El ajuste acumulativo del 6,7% se sumó al aumento del 12,5% otorgado en el primer cuatrimestre, en el marco de la paritaria legislativa acordada con los gremios del Congreso.
El nuevo esquema incluyó tres tramos: 2,4% retroactivo a junio, 2,2% en julio y 1,9% en agosto. La suba impactó directamente en la Cámara Alta por la vigencia de la ley de enganche, que vincula el salario de los legisladores al valor del módulo paritario.

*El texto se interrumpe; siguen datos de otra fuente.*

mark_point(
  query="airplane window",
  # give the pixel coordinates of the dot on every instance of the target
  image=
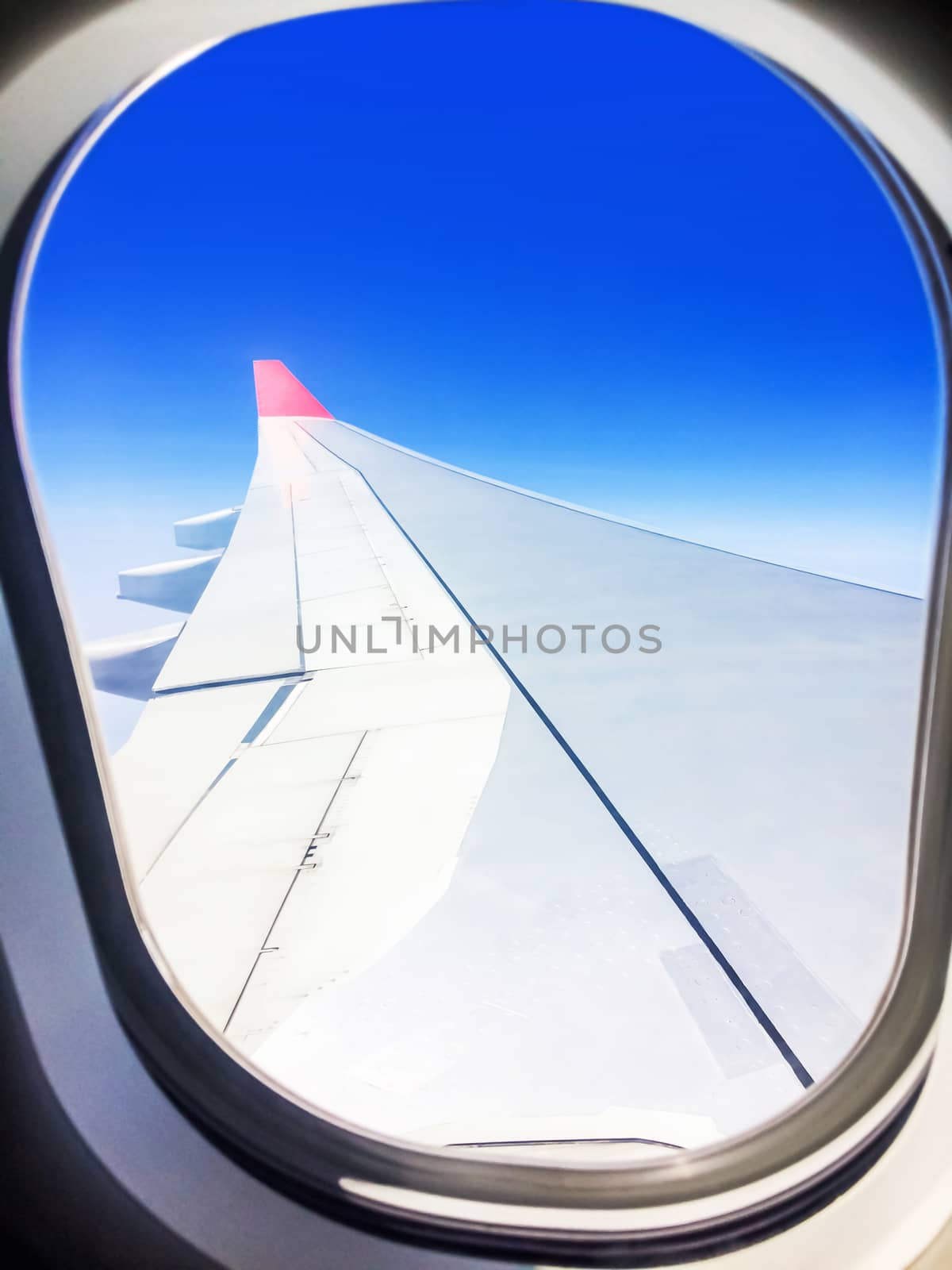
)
(492, 455)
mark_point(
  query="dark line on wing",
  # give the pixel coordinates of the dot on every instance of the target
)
(228, 683)
(291, 886)
(592, 516)
(750, 1001)
(266, 717)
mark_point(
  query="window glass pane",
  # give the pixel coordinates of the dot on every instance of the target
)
(527, 759)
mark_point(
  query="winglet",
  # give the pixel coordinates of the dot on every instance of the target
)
(281, 394)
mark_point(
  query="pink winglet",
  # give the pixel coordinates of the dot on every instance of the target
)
(281, 394)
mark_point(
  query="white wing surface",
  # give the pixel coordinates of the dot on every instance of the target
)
(473, 891)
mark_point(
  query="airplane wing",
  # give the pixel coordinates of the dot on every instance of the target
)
(446, 876)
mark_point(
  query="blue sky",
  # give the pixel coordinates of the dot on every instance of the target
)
(575, 247)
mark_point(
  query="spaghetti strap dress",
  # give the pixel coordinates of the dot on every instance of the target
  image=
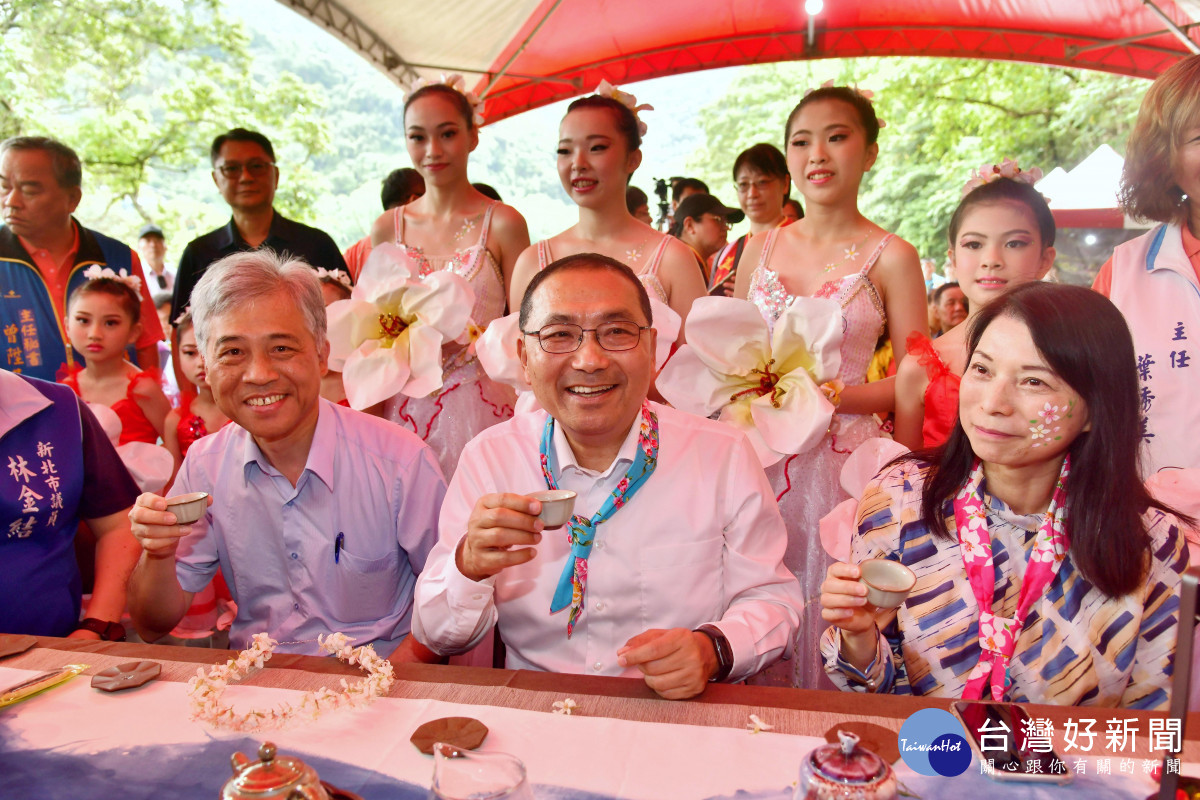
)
(808, 486)
(468, 401)
(135, 425)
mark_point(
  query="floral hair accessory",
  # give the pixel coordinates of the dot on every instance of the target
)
(606, 89)
(96, 272)
(337, 276)
(456, 82)
(207, 687)
(1007, 168)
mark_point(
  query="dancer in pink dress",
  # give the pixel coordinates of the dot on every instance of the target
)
(453, 227)
(837, 253)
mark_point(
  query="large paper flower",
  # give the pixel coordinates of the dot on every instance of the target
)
(387, 338)
(766, 384)
(497, 350)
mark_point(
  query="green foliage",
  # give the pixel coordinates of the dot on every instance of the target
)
(139, 88)
(946, 116)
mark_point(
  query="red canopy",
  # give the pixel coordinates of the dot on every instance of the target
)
(531, 53)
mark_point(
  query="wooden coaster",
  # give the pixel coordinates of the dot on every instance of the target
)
(882, 741)
(127, 675)
(13, 643)
(460, 732)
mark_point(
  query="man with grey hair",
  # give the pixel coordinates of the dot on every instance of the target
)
(321, 517)
(42, 253)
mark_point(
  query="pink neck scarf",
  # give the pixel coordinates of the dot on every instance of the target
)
(999, 635)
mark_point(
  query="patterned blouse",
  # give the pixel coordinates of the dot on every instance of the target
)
(1078, 647)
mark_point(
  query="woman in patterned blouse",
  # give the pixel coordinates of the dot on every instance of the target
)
(1045, 572)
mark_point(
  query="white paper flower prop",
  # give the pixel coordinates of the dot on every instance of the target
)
(766, 384)
(387, 338)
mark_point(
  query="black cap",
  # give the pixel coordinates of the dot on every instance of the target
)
(697, 205)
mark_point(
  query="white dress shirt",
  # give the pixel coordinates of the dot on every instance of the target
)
(701, 541)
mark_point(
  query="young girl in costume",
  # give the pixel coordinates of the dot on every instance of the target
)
(453, 227)
(837, 253)
(1155, 280)
(335, 286)
(599, 148)
(197, 415)
(1001, 236)
(102, 322)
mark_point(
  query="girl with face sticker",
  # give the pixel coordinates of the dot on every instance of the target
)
(103, 320)
(1001, 235)
(453, 227)
(1155, 280)
(838, 254)
(1044, 570)
(599, 148)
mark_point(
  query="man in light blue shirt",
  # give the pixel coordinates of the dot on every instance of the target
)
(321, 517)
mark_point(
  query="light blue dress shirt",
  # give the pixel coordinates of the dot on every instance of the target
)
(366, 479)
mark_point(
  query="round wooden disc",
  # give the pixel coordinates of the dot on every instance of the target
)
(127, 675)
(460, 732)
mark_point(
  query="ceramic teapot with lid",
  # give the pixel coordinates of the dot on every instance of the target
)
(273, 777)
(845, 771)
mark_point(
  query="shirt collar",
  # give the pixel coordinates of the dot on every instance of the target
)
(625, 456)
(21, 401)
(321, 452)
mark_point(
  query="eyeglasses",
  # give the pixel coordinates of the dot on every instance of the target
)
(255, 168)
(567, 337)
(761, 185)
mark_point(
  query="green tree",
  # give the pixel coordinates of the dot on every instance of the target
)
(139, 88)
(945, 118)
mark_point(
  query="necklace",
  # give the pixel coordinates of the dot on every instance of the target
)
(205, 689)
(850, 254)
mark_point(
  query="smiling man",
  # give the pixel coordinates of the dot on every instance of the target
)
(245, 173)
(321, 516)
(671, 569)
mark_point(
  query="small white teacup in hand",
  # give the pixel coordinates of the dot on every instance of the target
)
(189, 507)
(556, 506)
(887, 582)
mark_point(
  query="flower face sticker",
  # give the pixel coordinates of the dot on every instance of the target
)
(1043, 429)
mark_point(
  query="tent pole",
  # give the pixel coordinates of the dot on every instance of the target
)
(513, 58)
(1175, 29)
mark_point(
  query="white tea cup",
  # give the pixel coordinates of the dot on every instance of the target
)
(887, 582)
(189, 507)
(556, 506)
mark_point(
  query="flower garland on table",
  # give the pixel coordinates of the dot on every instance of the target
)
(96, 272)
(1007, 168)
(207, 687)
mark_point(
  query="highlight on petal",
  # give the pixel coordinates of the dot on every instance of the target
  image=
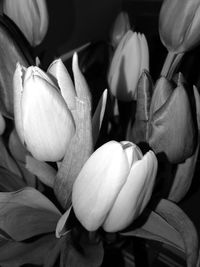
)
(98, 184)
(18, 90)
(134, 195)
(47, 122)
(144, 53)
(82, 89)
(2, 124)
(58, 70)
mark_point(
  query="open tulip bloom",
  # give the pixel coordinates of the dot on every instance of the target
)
(114, 186)
(67, 182)
(44, 107)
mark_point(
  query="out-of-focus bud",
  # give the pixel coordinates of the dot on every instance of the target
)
(171, 127)
(30, 16)
(179, 23)
(114, 186)
(43, 120)
(130, 58)
(138, 128)
(120, 27)
(185, 171)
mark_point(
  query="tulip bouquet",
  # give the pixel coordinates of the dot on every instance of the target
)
(84, 172)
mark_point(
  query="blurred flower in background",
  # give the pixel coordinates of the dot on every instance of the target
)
(179, 23)
(42, 117)
(31, 16)
(131, 57)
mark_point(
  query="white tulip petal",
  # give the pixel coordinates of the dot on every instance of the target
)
(98, 184)
(134, 195)
(44, 20)
(47, 122)
(144, 53)
(81, 86)
(59, 72)
(18, 90)
(132, 152)
(36, 71)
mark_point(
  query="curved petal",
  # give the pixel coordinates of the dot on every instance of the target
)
(98, 184)
(18, 90)
(134, 195)
(47, 122)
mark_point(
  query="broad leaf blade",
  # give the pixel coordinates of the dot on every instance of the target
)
(16, 254)
(170, 225)
(27, 213)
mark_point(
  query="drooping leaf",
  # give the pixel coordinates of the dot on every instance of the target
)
(169, 224)
(82, 249)
(6, 161)
(9, 181)
(60, 228)
(16, 254)
(27, 213)
(13, 48)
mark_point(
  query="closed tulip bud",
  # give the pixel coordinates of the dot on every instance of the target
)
(2, 124)
(43, 120)
(171, 126)
(114, 186)
(119, 29)
(179, 23)
(130, 58)
(30, 16)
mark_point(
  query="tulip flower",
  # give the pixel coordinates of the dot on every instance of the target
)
(30, 16)
(171, 126)
(114, 186)
(179, 23)
(130, 58)
(185, 171)
(119, 29)
(42, 117)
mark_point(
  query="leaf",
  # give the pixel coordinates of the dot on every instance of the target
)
(16, 147)
(9, 181)
(42, 170)
(98, 116)
(170, 225)
(137, 132)
(60, 228)
(6, 161)
(82, 250)
(13, 48)
(27, 213)
(16, 254)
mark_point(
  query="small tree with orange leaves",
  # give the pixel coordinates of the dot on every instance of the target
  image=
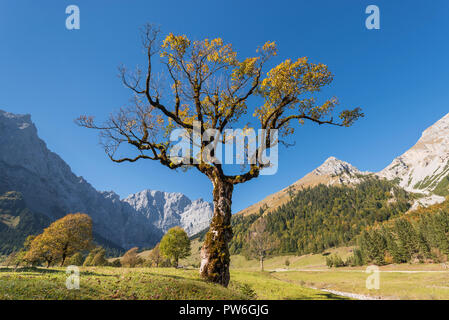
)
(205, 84)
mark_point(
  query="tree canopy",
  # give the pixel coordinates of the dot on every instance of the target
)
(62, 239)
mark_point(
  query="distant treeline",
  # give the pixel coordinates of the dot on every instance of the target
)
(326, 216)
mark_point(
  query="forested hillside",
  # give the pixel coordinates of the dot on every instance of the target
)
(327, 216)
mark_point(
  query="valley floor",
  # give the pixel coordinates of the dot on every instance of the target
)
(286, 277)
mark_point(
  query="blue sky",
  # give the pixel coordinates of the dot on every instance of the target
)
(399, 75)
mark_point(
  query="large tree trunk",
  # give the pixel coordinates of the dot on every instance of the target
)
(215, 251)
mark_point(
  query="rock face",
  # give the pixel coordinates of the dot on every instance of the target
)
(425, 167)
(50, 187)
(332, 172)
(339, 172)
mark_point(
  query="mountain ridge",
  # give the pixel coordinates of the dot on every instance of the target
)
(424, 168)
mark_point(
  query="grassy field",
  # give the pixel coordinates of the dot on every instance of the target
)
(306, 277)
(145, 283)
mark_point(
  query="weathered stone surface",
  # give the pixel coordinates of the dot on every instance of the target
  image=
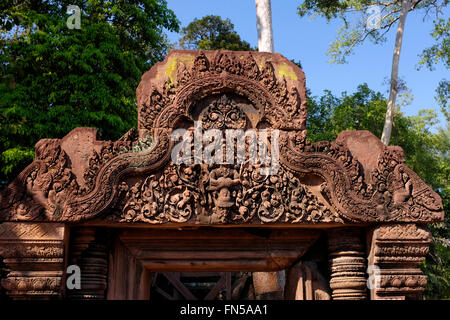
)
(34, 253)
(134, 182)
(355, 179)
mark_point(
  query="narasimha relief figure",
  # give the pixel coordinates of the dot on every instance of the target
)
(238, 204)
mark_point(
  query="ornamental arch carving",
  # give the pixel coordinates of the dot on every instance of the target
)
(87, 185)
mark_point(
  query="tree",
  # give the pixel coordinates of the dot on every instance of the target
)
(264, 25)
(387, 13)
(212, 33)
(426, 151)
(53, 79)
(439, 53)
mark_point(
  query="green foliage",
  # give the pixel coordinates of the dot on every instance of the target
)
(53, 79)
(212, 33)
(427, 153)
(440, 51)
(354, 15)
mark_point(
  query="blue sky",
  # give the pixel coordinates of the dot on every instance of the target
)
(308, 40)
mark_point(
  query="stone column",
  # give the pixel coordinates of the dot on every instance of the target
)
(34, 256)
(88, 250)
(396, 251)
(347, 264)
(269, 285)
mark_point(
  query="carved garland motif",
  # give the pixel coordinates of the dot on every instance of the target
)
(282, 105)
(220, 194)
(49, 190)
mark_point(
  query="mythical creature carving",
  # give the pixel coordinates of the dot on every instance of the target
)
(326, 182)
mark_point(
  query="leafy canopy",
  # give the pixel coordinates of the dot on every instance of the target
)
(426, 151)
(212, 33)
(53, 79)
(356, 13)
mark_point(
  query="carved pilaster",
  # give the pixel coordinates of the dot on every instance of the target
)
(88, 250)
(347, 263)
(398, 250)
(304, 282)
(34, 256)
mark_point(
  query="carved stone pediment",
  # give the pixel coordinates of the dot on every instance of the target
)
(134, 180)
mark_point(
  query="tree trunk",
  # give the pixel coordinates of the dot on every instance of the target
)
(264, 25)
(386, 136)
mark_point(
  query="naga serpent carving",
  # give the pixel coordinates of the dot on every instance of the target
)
(134, 180)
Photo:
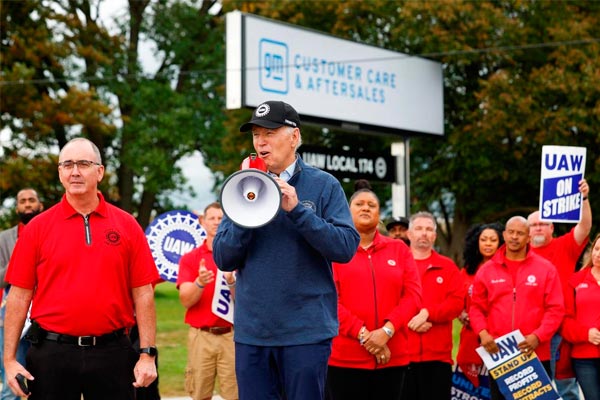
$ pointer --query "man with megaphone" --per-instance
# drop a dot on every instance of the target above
(286, 301)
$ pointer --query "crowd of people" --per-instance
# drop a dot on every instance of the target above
(328, 305)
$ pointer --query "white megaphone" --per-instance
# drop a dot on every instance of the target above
(250, 197)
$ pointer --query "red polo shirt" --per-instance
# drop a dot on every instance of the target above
(200, 314)
(82, 278)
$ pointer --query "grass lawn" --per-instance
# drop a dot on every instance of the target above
(171, 340)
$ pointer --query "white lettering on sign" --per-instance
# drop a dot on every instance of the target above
(563, 162)
(177, 246)
(562, 205)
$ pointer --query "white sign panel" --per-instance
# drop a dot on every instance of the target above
(222, 304)
(331, 79)
(562, 169)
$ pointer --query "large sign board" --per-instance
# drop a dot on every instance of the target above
(331, 80)
(562, 169)
(349, 164)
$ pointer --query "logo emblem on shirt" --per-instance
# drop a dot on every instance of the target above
(112, 237)
(309, 204)
(531, 281)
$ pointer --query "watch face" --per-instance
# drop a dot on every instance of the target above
(149, 350)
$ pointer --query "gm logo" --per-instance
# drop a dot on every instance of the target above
(273, 66)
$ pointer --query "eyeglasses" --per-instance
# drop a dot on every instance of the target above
(81, 164)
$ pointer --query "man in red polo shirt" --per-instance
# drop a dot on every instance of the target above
(211, 351)
(429, 374)
(86, 269)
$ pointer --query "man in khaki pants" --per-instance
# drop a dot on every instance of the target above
(211, 350)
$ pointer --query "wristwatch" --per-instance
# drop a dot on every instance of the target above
(151, 351)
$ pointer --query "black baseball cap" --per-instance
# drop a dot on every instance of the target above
(273, 114)
(397, 221)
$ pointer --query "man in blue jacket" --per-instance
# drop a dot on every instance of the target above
(286, 301)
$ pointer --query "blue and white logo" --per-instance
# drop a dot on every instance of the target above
(273, 66)
(171, 235)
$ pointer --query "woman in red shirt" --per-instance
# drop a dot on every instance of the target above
(378, 292)
(481, 243)
(581, 325)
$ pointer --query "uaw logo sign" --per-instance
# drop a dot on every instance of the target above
(170, 236)
(273, 66)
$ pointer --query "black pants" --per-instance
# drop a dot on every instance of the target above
(428, 380)
(66, 371)
(495, 393)
(361, 384)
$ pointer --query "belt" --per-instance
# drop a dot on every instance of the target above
(85, 341)
(216, 330)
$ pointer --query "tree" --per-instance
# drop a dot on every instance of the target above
(65, 74)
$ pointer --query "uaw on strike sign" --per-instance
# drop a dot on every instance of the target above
(519, 376)
(562, 169)
(170, 236)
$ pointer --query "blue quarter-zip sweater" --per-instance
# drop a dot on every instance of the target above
(285, 294)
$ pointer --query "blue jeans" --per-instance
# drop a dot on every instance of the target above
(282, 372)
(587, 371)
(566, 388)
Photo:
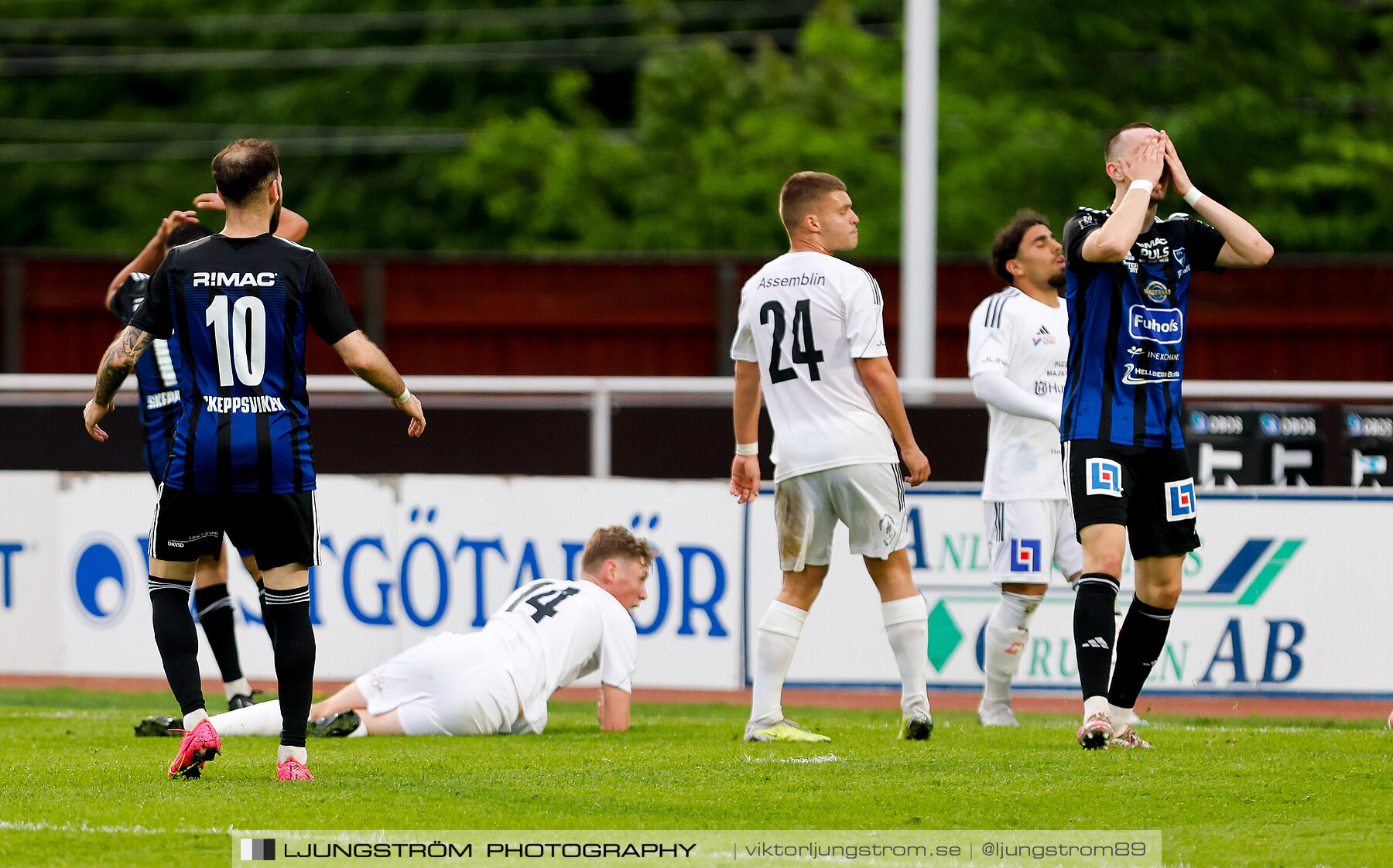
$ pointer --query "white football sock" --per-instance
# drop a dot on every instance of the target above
(1006, 634)
(776, 641)
(238, 687)
(261, 719)
(907, 627)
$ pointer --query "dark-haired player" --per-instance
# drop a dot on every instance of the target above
(1017, 351)
(1128, 292)
(240, 304)
(158, 379)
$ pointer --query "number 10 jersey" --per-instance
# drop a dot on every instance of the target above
(804, 318)
(238, 309)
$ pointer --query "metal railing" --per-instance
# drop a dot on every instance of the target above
(602, 393)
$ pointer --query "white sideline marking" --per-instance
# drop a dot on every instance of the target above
(28, 826)
(823, 758)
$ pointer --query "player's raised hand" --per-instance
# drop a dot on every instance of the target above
(209, 201)
(418, 419)
(1177, 169)
(92, 414)
(917, 463)
(1147, 162)
(744, 478)
(174, 219)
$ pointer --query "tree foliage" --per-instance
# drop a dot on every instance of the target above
(1281, 111)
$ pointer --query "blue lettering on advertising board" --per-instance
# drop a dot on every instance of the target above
(6, 567)
(99, 580)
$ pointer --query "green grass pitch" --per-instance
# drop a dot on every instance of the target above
(78, 789)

Con esta actualización, el haber bruto quedó en $11.877.000, sin considerar descuentos por obra social, jubilación e impuesto a las Ganancias.
En contraste, los diputados mantienen su salario congelado en poco más de $6 millones, lo que profundiza la brecha entre ambas cámaras y genera malestar interno.
El acuerdo también actualizó los sueldos del personal legislativo: las categorías más altas superarán los $2,5 millones, mientras que la mayoría de empleados cobrará cerca de $1,2 millones. Tras el receso invernal, la discusión sobre la equidad salarial podría reabrirse en la Comisión de Presupuesto.